Trump’s biggest mistake would be assuming he has a mandate for action. If the first days of his transition are a guide he will almost certainly make this mistake. The reality is Trump will take office with one of the weakest governing positions of any modern president. He faces an angry and divided nation which he does not understand, and he campaigned on the promise to govern part of it at the expense of the rest. If he violates that promise and reaches out to the other side—not an altogether crazy proposition for someone who has not demonstrated a specific worldview—he risks selling out his core supporters. If he honors it he faces pushback from everyone else. He is likely to be drawn to a risky third option—chaos and distraction—which could carry him surprisingly far for a little while but grow exhausting and produce diminishing political returns if everyday conditions do not improve.
And as they say on infomercials, that’s not all. Trump’s seven-figure popular vote loss diminishes his legitimacy, especially when an unprecedented proportion of his own voters and a majority of the country do not like him or have doubts about his abilities and do not support a reactionary agenda. This point may not make headlines, but the few presidents who lost the popular vote are not a happy group. Among them, only George W. Bush was re-elected—narrowly—while we were fighting two wars in the aftermath of the September 11 attacks.
Republicans will want him to succeed but are bound to disagree on what they want him to do, and Trump’s stated positions on issues like trade policy are anathema to Republican orthodoxy—a big reason why many conservatives opposed him. The more cautious among them may worry about the political effects of advancing positions (repeal and replace!) which if implemented could cause suffering and the loss of political support from some of Trump’s voters, but less cautious Freedom Caucus Republicans will move ahead without fear.
This is the situation the Republican Party now faces. How they hold it together will be one of the great mysteries of this unprecedented administration-in-waiting. Conservatives may momentarily make peace with the radicals if that’s what it takes to advance their long-stifled agenda, but the ingredients for infighting and stalemate are there.
Democrats know they have to be ready with an alternative if Republicans falter. Should the Trump adventure leave the Reagan coalition in shambles, the opportunity will be there for a reconstructive candidate to offer an alternative. Under these circumstances, they would have the political space to offer a program that was not previously viable, the way Reagan conservatism would not have been acceptable to the electorate before Carter. As with Reagan, that alternative would come from a place that is far out of the mainstream of our present-day politics. With the emergence of a Bernie-endorsed party platform this summer and now the unexpected close of the Clinton dynasty, the party will move left. Clinton’s concession speech had barely ended before Sanders was making a push for progressive representative Keith Ellison to run the DNC. Within a day, more traditional Democratic leaders were falling in line.
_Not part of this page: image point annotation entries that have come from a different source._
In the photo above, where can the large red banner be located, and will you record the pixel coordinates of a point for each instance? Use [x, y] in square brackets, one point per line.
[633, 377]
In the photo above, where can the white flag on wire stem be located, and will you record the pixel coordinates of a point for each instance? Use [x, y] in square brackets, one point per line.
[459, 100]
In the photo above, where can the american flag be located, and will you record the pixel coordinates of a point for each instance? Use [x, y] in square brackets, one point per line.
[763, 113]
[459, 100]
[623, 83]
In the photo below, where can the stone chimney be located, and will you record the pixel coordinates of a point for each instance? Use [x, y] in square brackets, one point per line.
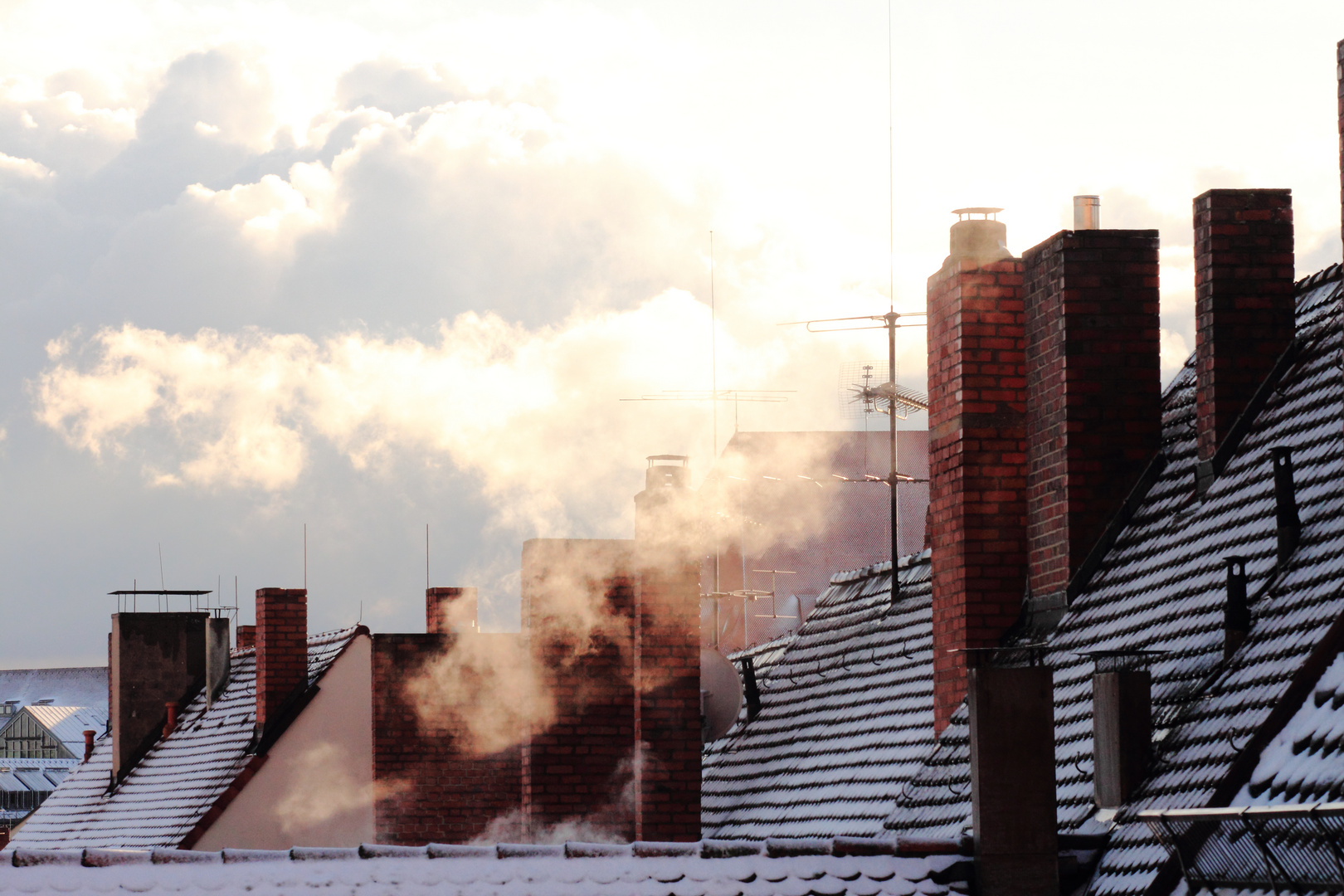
[1093, 392]
[217, 657]
[1244, 305]
[281, 649]
[977, 451]
[153, 659]
[1012, 781]
[437, 610]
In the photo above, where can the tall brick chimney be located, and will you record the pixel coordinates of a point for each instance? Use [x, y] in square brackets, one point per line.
[437, 603]
[1244, 305]
[281, 649]
[1093, 392]
[977, 455]
[153, 659]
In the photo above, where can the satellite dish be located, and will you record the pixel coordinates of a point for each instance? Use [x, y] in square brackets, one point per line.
[721, 694]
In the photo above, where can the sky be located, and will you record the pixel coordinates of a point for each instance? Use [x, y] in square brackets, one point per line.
[377, 268]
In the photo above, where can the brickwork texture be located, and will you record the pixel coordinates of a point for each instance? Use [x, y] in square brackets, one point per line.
[977, 455]
[1244, 301]
[1093, 390]
[281, 649]
[427, 789]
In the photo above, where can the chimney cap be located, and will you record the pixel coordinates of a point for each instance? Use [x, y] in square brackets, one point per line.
[976, 210]
[684, 458]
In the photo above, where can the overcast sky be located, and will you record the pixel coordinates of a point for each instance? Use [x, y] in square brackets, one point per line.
[377, 266]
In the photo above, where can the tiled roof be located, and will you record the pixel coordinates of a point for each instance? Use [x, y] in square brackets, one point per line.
[69, 723]
[71, 687]
[1305, 762]
[1161, 587]
[178, 781]
[845, 718]
[570, 869]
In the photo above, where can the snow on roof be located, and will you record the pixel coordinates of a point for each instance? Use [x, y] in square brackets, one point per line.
[1305, 762]
[578, 869]
[178, 781]
[69, 723]
[845, 718]
[71, 687]
[1161, 587]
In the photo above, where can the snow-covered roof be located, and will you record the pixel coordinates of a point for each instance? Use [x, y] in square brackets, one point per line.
[845, 718]
[71, 687]
[572, 869]
[1163, 587]
[179, 779]
[69, 723]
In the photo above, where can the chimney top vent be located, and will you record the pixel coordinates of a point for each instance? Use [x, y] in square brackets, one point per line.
[671, 470]
[977, 240]
[1086, 212]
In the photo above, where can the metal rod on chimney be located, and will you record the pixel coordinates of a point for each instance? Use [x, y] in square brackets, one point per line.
[891, 422]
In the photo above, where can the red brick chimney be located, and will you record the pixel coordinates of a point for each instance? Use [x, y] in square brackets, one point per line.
[977, 453]
[281, 649]
[437, 602]
[1093, 392]
[1244, 305]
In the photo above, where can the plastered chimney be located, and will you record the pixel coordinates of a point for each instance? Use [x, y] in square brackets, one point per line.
[281, 649]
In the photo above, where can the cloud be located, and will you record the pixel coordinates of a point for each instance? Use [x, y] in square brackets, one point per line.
[533, 412]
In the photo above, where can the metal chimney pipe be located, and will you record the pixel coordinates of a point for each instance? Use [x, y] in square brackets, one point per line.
[171, 724]
[1086, 212]
[1288, 524]
[1237, 613]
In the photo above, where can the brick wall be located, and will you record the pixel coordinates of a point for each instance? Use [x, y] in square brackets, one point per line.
[427, 787]
[578, 599]
[977, 464]
[668, 718]
[1244, 301]
[1093, 390]
[281, 649]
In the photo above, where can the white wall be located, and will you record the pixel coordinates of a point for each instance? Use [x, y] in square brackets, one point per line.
[318, 786]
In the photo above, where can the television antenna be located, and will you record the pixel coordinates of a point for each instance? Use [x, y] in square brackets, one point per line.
[886, 398]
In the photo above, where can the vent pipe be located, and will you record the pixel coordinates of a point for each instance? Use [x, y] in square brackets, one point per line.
[1086, 212]
[1288, 524]
[1237, 613]
[753, 692]
[217, 657]
[171, 713]
[1122, 728]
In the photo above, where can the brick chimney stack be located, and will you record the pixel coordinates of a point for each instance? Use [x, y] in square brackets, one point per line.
[281, 649]
[977, 455]
[153, 659]
[1244, 305]
[1093, 392]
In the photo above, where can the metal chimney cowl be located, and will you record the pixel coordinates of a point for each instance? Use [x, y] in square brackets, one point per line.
[977, 240]
[1086, 212]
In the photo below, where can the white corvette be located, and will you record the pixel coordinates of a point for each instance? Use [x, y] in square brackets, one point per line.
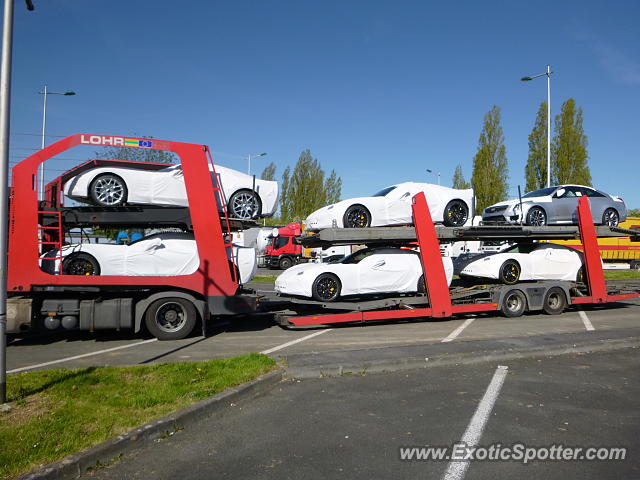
[526, 261]
[116, 186]
[367, 271]
[160, 254]
[392, 206]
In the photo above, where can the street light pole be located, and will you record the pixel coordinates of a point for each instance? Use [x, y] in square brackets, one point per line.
[254, 156]
[44, 127]
[528, 79]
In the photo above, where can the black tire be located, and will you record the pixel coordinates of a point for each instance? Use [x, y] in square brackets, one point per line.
[170, 318]
[536, 217]
[555, 301]
[456, 213]
[80, 264]
[108, 190]
[610, 217]
[245, 205]
[510, 272]
[326, 288]
[514, 304]
[285, 262]
[356, 216]
[422, 287]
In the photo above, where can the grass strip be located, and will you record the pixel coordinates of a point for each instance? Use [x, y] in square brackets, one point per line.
[59, 412]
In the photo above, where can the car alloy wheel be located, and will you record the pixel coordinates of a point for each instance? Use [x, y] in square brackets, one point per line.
[536, 217]
[610, 218]
[108, 191]
[455, 214]
[357, 216]
[244, 205]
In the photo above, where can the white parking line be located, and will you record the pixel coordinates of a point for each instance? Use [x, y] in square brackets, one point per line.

For his part, Bernie Sanders announced plans to take a leadership role in congress alongside Elizabeth Warren, who lost no time positioning herself as a determined opposition voice. The party of Clinton is departing the stage.
From these leadership positions, vocal progressives will do battle with monied interests in an attempt to reshape the party as a functioning progressive entity which, if elected, could offer a program with something for voters in the rising electorate as well as those who have been left behind by globalization. They have a lot of work to do to rebuild in parts of the country where Democrats let a once-promising fifty state strategy atrophy, and it will take time for a new generation of leaders to emerge, but they will have the help of a mature infrastructure of online and real world progressive organizations which at times in the past have not been welcome in the party. The vacuum created by Clinton’s sudden, shocking loss is an opportunity for progressives, just as the vacuum likely to exist in a White House run by a president who wants to commute home on weekends will attract warring Republican factions. No one can pretend they know how it will play out, but the chaos caused on Election Day has already scrambled the battle lines in a way that could expand the range of political debate on the right and left.